Abstract
Background
This study aimed to assess the impact of open or laparoscopic resection of primary colorectal cancer (CRC) on the development of metachronous colorectal peritoneal metastases (CPM) in a population-based cohort.
Materials and methods
This was a retrospective, population-based study of CRC patients who underwent open or laparoscopic resection of the primary tumour in the Netherlands between January 1st and June 30th 2015. Patients with synchronous metastases were excluded. CPM were considered metachronous if diagnosed ≥ 90 days after resection of primary CRC. Multivariable cox regression analysis was performed to correct for tumour location, histology, differentiation, and stage, nodal stage, tumour perforation, primary surgery type, and unclear resection margins.
Results
In total, 1516 CRC patients underwent open resection and 3236 CRC patients underwent laparoscopic resection, with a 3-year cumulative incidence of metachronous CPM of 7.3% and 3.7%, respectively (p < 0.001), after median follow-up of 42 months.
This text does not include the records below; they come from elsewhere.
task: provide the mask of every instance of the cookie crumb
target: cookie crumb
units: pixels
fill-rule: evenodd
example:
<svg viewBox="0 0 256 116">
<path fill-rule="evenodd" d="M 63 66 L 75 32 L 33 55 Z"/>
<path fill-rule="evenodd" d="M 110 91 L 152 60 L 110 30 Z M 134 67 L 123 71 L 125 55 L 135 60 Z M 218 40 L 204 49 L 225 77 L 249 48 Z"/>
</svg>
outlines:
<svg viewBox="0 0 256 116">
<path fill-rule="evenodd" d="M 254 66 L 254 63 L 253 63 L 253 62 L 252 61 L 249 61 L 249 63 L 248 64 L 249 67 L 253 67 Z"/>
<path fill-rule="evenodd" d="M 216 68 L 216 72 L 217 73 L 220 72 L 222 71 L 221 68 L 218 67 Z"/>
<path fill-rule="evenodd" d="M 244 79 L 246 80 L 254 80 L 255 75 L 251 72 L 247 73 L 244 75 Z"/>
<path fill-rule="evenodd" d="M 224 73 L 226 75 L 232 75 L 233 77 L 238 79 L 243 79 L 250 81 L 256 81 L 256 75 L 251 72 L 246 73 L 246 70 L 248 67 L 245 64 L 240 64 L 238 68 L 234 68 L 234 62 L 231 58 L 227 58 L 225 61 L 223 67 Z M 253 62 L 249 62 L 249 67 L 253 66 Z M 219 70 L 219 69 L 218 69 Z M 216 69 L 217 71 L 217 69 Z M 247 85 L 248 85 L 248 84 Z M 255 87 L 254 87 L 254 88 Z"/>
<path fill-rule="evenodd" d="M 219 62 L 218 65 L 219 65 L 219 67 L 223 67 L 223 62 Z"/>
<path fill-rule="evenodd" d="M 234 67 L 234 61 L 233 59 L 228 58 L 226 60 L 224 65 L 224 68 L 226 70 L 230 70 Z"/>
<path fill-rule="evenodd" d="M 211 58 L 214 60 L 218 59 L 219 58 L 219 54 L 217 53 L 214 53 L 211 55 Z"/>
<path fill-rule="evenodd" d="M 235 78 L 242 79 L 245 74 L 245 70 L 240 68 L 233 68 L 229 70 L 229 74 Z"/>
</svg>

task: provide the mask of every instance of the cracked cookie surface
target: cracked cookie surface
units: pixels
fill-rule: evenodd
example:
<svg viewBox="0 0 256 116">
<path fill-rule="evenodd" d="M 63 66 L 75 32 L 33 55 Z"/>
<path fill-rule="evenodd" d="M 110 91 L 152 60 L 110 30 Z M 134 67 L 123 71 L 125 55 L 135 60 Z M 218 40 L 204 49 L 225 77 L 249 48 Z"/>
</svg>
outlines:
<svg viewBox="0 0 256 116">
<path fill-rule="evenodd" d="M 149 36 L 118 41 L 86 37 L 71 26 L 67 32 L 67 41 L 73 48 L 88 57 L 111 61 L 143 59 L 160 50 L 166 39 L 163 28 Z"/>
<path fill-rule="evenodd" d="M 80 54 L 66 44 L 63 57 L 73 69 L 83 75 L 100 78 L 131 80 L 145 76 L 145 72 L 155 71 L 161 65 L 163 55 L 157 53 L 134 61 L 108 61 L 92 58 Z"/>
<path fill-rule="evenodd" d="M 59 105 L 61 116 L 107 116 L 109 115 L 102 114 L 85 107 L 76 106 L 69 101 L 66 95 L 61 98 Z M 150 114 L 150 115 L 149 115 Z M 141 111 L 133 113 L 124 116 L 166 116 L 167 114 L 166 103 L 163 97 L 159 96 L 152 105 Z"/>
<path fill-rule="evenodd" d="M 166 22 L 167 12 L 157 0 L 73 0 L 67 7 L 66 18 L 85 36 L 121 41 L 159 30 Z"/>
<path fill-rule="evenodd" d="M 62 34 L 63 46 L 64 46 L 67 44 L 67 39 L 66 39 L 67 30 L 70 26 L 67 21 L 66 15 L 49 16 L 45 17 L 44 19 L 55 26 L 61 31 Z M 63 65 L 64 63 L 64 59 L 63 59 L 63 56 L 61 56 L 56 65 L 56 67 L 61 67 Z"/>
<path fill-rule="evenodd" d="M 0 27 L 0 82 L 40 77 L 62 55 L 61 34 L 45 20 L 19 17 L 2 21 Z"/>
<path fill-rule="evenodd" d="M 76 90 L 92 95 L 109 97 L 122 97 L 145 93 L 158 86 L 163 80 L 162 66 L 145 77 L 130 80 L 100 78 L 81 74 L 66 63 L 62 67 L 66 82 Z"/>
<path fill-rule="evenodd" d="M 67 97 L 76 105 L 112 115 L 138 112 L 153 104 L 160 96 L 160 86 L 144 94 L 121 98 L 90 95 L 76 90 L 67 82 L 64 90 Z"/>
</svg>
Open surgical approach was significantly associated with the development of metachronous CPM: HR 1.4 [95%CI 1.1–1.8]. Other prognostic factors were mucinous adenocarcinoma histology (HR 1.6, 95%CI 1.0–2.5), T4 stage (HR 3.2, 95%CI 2.3–4.5), N1 stage (HR 2.9, 95%CI 2.1–4.0), and N2 stage (HR 4.2, 95%CI 2.9–6.1).
Conclusions
Patients treated with open resection had a significantly higher risk to develop metachronous CPM than patients treated with laparoscopic resection. The mechanisms underlying this phenomenon remain unknown but might be related to differences in per-operative specimen handling, tumour spill, surgical trauma and pro-inflammatory response. This finding might imply the need for a personalized follow-up after primary resection of CRC.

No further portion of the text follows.